郷田マモラ『モリのアサガオ――新人刑務官と或る死刑囚の物語』(1)-(7)
池袋のジュンク堂にて購入。新人の刑務官が、同僚や死刑囚との交流を通して、死刑という制度について葛藤してゆくことを描いた漫画。
タイトルにある「モリ」は、世間から隔離され、人知れず死刑囚が生活している拘置所の比喩であり、「アサガオ」は、昼になると萎れてしまうアサガオを死刑囚に例えたもの(死刑の執行は朝に行われる)。
冤罪、死刑囚の悔恨、死刑囚と被害者遺族との関係、死刑による犯罪の抑止力の問題など、およそ現行の死刑制度について論じられるべき、ありとあらゆるテーマが盛り込まれているのではないかという印象を受けた。

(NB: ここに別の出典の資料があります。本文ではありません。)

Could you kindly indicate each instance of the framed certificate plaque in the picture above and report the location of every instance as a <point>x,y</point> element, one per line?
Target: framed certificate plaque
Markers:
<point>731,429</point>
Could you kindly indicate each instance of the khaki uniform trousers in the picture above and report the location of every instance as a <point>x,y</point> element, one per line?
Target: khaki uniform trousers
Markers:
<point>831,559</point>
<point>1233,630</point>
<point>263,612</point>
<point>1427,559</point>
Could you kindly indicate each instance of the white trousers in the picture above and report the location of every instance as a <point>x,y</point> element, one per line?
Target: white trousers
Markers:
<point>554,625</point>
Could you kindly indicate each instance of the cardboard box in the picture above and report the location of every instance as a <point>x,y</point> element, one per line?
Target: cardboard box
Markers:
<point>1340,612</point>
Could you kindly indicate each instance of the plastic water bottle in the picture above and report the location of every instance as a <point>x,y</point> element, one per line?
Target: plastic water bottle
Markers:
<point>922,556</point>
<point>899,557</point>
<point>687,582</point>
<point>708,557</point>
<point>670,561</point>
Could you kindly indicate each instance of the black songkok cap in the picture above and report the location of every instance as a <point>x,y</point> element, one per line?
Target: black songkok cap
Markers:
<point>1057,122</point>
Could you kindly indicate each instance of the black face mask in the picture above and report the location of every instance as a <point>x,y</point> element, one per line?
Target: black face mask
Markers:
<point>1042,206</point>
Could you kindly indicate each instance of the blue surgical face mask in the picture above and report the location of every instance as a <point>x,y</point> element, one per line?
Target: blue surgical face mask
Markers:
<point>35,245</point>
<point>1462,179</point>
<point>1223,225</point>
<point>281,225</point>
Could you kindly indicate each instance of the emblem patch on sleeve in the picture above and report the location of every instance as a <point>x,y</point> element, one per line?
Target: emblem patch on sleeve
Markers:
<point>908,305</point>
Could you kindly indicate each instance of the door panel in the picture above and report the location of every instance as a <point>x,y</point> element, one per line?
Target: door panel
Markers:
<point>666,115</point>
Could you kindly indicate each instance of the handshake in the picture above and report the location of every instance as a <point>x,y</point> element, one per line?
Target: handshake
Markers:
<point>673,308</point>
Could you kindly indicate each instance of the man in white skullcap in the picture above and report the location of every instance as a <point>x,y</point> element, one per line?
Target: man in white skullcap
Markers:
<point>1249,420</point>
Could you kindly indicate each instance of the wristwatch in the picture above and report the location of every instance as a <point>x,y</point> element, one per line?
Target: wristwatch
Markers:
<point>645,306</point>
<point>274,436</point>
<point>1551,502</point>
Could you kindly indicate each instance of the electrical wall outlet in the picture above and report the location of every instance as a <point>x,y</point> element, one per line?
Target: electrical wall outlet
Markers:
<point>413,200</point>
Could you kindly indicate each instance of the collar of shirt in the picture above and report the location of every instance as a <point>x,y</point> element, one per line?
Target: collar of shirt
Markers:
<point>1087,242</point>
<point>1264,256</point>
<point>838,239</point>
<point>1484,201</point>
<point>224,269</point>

特に、重大な犯罪を犯した者は死を以て償うしかないのか、それとも長らく拘置所に閉じ込められていることによって既に死に値するほどの罰を受けているのではないかとか、あるいは犯罪者は死刑という制度が存在することによって寧ろ悔い改めることができるのではないか、などは非常に考えさせられる点だった。
近年、『接吻』や『休暇』など映画でも死刑を扱ったものが出てきていて、日本人の関心も結構高まっているテーマなのではないかと思う。裁判員制度の開始を前に、こうした作品がもっと出てくればよいと思う。